3 min read

3 tips on moving from the private to the public sector as a designer

An extended version of a blogpost 'Moving from the private to the public sector as a designer' published on the GDS blog in 2021.
Tessellating GDS stickers crossing out "customers" and with "users" instead

Back in 2021, I was invited to share 200 words about going from the private to public sector as a designer for a GDS blog post. Being something of an overachiever, I wrote 3 different takes on what I’d learned. Only the first one ('from doing it all to trusting in a team') was used. There were plans to use the other ones in later posts, but that never happened.

I’ve decided to share this as something of the ‘extended version’ of my thoughts.

From doing it all to trusting in a team

In the private sector, I was a user experience (UX) designer, doing everything from wireframing to diary studies. However, when I switched to government I had to specialise. I started in user research and then switched to interaction design.

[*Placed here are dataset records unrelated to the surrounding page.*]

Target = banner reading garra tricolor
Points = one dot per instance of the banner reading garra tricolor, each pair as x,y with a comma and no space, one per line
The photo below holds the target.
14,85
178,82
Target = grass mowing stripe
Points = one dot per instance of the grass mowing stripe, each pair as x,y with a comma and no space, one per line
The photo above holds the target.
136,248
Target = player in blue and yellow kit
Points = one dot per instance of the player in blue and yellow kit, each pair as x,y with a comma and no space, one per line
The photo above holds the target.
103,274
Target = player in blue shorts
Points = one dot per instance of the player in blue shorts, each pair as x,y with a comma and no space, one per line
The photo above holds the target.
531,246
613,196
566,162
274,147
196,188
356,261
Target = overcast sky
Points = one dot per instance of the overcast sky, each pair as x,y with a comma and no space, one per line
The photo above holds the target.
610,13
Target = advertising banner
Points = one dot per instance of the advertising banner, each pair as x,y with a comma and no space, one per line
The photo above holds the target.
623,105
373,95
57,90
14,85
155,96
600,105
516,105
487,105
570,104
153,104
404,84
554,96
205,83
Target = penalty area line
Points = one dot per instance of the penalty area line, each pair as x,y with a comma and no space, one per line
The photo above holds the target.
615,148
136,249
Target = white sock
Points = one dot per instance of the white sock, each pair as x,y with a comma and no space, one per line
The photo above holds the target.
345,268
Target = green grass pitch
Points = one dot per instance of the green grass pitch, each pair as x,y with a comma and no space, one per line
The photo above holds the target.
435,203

I had to let go of doing all parts of user-centred design, but I believe that it’s right. Given the importance of government services, all roles have best practices to follow and changes to keep up with. For example, when I was a user researcher, I had to follow rigorous recruitment practices and diligently share results. As an interaction designer, I know the nuances of using GOV.UK Design System patterns and the prototype kit.

However, being a specialist doesn’t mean working alone. A key part of the role is working with other people with complementary skills in a team. I never got to do this in the private sector, and now it’s my favourite part of the job. I love collaborating with a content designer and shaping a user-centred journey together. It’s also great to work with technical colleagues to understand the art of the possible and iterate designs based on user insights from user researchers and performance analysts.

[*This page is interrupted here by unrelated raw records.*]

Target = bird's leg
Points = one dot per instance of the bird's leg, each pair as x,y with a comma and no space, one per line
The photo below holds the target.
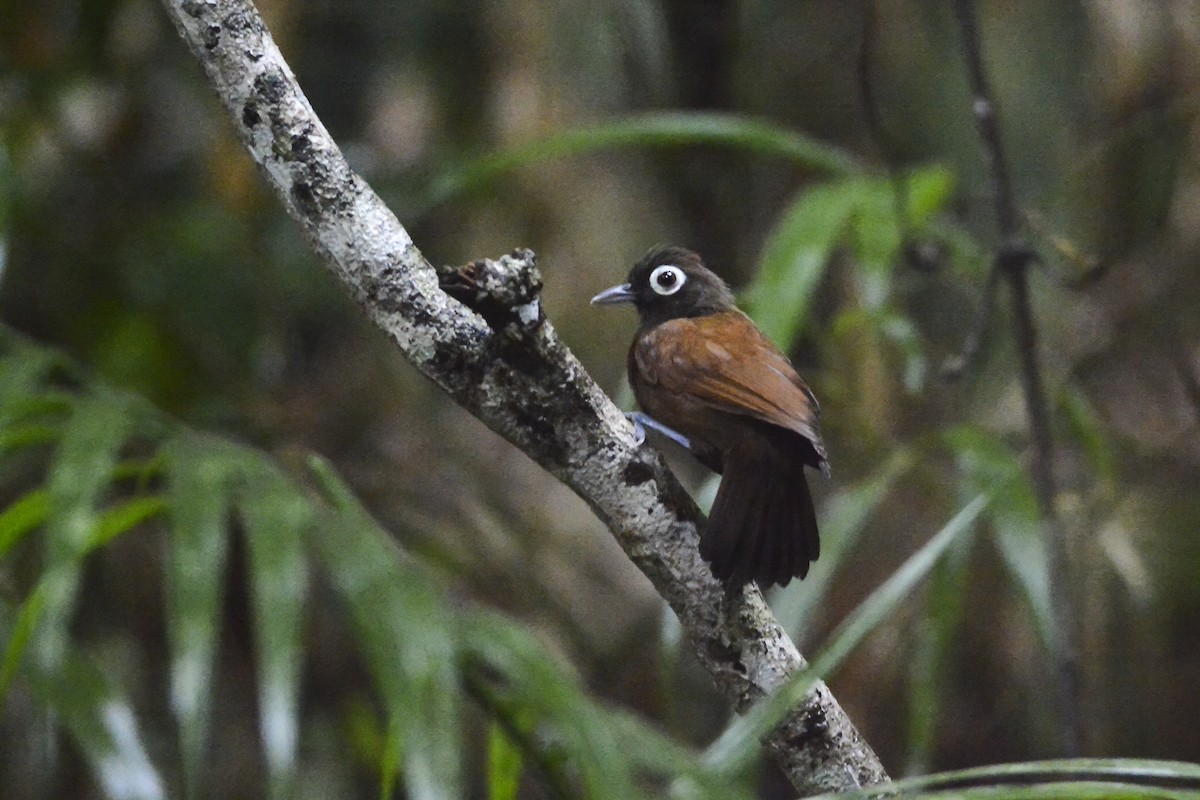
642,421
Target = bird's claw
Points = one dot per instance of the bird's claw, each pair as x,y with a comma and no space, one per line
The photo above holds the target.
639,429
642,421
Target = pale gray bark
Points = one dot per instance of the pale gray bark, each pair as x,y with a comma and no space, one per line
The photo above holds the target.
501,359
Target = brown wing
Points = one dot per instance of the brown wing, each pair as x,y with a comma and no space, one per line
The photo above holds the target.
726,362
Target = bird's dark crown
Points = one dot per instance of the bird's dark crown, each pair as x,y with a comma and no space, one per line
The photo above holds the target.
702,292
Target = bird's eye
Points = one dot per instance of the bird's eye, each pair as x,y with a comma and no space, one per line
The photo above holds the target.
667,280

Context before suggestions

I had a mixed introduction to government, in that I was seconded to working there while still employed by a digital agency. That agency embedded me in a government department for over 4 years.

The biggest consultancy lesson that I had to ‘unlearn’ was immediately offering suggestions. Consultants are trained to ‘add value’ by offering ideas from their first day with the client. This is because the engagements are usually short-term and well defined.

This isn’t how the public sector works, even for contractors (excepting teams on digital outcomes contracts). It can take years for a service to go through the delivery phases from discovery to live. What’s more, some of the constraints may be related to decades-old technical or organisational decisions. And in the public sector, some colleagues may have been around when those decisions were made.

I think that the advice from the management book “The First 90 Days” (and later its government equivalent, “The First 90 Days in Government”) to listen and learn the context before offering suggestions is particularly relevant to working in government. It may feel embarrassing to offer so little, but experienced public servants know that there’s a learning curve—one product manager said she expected me to need 6 months to fully understand the service landscape!

From second-guessing to adding based on need

When I worked in a consultancy as a user experience (UX) designer, there was often little budget to research and iterate. So, I put in lots of help icons with guidance into my journeys, and hoped that it was enough.

In government, we can research and iterate. I now start designs with as little content  as possible, and add only when our research proves a need. It takes discipline to start with less, but is a lot easier when pairing with a content designer. Often when we take the screens into testing, we find that the information is, in fact, enough. Or, if we need to add more information, that it should be visible to all rather than hidden away, and sometimes need its own page.

We also do this with journeys. We start with a simple journey—split one thing per page—and add extra journeys until we find that the structure has to be redesigned.

I’m grateful to have the chance to work slowly and carefully, but also know that it’s also important. I’ve seen the difference that it makes for users with low digital skills or cognitive impairments. As the GOV.UK design principle says, we have to do the hard work to make it simple.